Jeremy Pruitt has accepted the job as Florida State's defensive coordinator, Tomahawk Nation has learned.
Pruitt, 37, has been Alabama's defensive backs coach for the last two years -- his only two at the D1 level.
The hire is high risk, high reward.
Pruitt is a tremendous recruiter. He is young, connects well with kids, and owns lower Alabama and the Florida panhandle for the Crimson Tide. His track record as a recruiter is impeccable.
His track record as a coach, however, is another matter.
Pruitt played defensive back for Middle Tennessee and Alabama, and was a very good high school player. Most of his coaching experience is at the high school level, which he did for almost a decade until he was hired at Alabama in 2007.

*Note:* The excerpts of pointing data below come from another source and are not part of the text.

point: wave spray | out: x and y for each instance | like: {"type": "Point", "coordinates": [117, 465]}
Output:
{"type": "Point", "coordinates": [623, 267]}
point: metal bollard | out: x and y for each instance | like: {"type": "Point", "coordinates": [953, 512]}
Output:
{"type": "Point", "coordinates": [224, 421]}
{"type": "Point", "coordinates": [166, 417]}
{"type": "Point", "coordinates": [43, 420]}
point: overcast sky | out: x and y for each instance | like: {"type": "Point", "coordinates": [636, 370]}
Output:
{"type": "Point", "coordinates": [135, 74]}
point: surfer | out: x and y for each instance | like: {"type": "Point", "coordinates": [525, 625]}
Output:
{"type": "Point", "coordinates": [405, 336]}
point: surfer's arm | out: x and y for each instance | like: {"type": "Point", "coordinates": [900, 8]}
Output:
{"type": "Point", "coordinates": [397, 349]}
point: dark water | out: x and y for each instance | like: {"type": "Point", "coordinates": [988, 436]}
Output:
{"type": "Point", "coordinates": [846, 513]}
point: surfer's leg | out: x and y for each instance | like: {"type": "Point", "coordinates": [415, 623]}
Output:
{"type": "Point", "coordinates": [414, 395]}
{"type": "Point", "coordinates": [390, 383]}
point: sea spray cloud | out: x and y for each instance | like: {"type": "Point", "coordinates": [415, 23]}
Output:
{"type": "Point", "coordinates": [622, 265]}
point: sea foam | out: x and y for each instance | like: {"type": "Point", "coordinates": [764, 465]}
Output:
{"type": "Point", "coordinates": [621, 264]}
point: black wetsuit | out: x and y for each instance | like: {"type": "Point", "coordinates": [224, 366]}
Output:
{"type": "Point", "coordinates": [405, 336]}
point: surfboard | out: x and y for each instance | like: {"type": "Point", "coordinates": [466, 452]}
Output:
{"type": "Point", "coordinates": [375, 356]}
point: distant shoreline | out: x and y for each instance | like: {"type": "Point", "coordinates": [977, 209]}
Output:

Alabama picked him up as "director of player development," which isn't exactly a coaching position, but a position on staff that has some coaching-like duties. He was then promoted in 2010 to be Alabama's defensive back coach.
There are a couple of ways one can view the promotion.
One is that Saban has to trust Pruitt well enough to let him coach defensive backs.
Another view is that Saban is still very hands-on with the defensive backs, which are his specialty, as is Alabama defensive coordinator Kirby Smart, and that Pruitt might be on Alabama's staff to be a recruiter more than anything.
The truth is probably somewhere in the middle. Alabama's defenses have been great while Pruitt has been there, but also great before he arrived. And there is almost no way to separate the play of Alabama's defensive backs and attribute certain things to Pruitt and not Saban.
What is a fact, however is that Pruitt has no experience as a defensive coordinator at any level of college or pro football. He does have experience as a defensive coordinator at a very high level of high school football, but the amount of game planning and complexity of attack changes a bit in college.
The hire could very well make or break Jimbo Fisher's tenure as Florida State's head coach. Florida State's defensive coordinator position is one of the most attractive in the country, and countless coaches with better resumes would have jumped at the chance to take the job.
It's not uncommon for a head coach with a background on one side of the football to bring on a coordinator with little experience to coach on the same side of the football, as the head coach can mentor the new coordinator. It's considerably less common, however, for an offensive head coach (like Jimbo Fisher) to bring on a defensive coordinator with no experience.
It's worth noting that Jimbo Fisher is very much a Nick Saban disciple, and probably would not have made the hire without Saban's endorsement. And Alabama insiders say Pruitt would have been Alabama's defensive coordinator had current coordinator Kirby Smart left for a head coaching position this off-season.
In Pruitt, there is no doubt that Florida State has signed an excellent recruiter. The doubt remains, however, about his ability as a defensive coordinator, his preferred scheme, tendencies, and ability to put together a defensive coaching staff.
And if Pruitt fails, so too does Fisher, and the next coaching administration will take over a loaded roster. For perhaps the only certain thing known about Pruitt is his ability to recruit.